# Overview: Waymo Open Dataset -- Perception Object Assets

Modeling the 3D world from sensor data for simulation is a scalable way of developing testing and validation environments for robotic learning problems such as autonomous driving. We provide a large-scale object-centric asset dataset containing over 520K images and lidar observations of two major categories (vehicles and pedestrians) from the released Perception data (v2.0.0). We hope this data will enable and advance research on 3D point cloud reconstruction and completion, object NeRF reconstruction, and generative object assets to address the real-world driving challenges with occlusions, lighting-variations, and long-tail distributions.

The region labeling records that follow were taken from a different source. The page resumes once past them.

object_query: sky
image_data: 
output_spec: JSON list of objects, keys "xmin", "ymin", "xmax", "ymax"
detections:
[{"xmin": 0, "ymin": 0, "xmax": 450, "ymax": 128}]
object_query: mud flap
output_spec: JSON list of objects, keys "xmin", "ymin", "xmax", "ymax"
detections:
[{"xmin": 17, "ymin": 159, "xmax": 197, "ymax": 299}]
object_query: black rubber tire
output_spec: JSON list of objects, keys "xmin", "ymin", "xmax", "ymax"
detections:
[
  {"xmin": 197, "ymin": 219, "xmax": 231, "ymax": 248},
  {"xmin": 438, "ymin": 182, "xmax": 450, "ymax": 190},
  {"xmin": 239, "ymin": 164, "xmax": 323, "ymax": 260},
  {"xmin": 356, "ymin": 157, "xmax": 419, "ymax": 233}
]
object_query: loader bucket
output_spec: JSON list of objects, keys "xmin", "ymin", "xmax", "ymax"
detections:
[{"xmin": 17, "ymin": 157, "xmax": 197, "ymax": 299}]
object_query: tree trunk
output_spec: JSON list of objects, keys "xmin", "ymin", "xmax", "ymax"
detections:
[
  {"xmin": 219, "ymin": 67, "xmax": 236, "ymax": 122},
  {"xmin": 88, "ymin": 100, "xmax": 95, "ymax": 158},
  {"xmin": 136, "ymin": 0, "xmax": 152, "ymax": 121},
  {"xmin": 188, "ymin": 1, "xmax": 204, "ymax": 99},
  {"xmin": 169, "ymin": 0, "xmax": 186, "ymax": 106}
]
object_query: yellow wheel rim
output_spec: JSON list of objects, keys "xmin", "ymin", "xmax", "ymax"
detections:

Please familiarize yourself with the [Perception data v2 format and tutorial](https://github.com/waymo-research/waymo-open-dataset) when proceed.

In [None]:
#@title Initial setup
from typing import Optional, Any, Mapping, Tuple
import warnings
# Disable annoying warnings from PyArrow using under the hood.
warnings.simplefilter(action='ignore', category=FutureWarning)

import dask.dataframe as dd
import matplotlib.pyplot as plt
import numpy as np
import plotly  # Used by visu3d
import tensorflow as tf
import visu3d

from waymo_open_dataset import v2
from waymo_open_dataset.utils import camera_segmentation_utils

# Path to the directory with all components
dataset_dir = '<specify actual path>'

context_name = '2736377008667623133_2676_410_2696_410'

def read(tag: str) -> dd.DataFrame:
  """Creates a Dask DataFrame for the component specified by its tag."""
  paths = tf.io.gfile.glob(f'{dataset_dir}/{tag}/{context_name}.parquet')
  return dd.read_parquet(paths)

## Load and visualize camera fields

In [None]:
#@title Visualization utitlity
def apply_color_mask(image: np.ndarray,
                     mask: np.ndarray,
                     color: Tuple[int, int, int],
                     alpha: float = 0.5) -> np.ndarray:
  """Applies the given mask to the image."""
  color = np.array(color)[np.newaxis, :]
  bg = image * (1 - alpha) + alpha * color
  output = np.where(mask, bg, image).astype(np.uint8)
  return output


def grid_imshow(h: int, w: int, images: Any) -> None:
  """Displays images in a grid."""
  fig, axes = plt.subplots(h, w)
  fig.set_size_inches(20, 10)
  fig.tight_layout()
  for i, image in enumerate(images):
    ax = axes[i] if len(images) > 0 else axes
    ax.imshow(image)
    ax.axis('off')

In [None]:
#@title Basic Example (Camera images with rays and labels)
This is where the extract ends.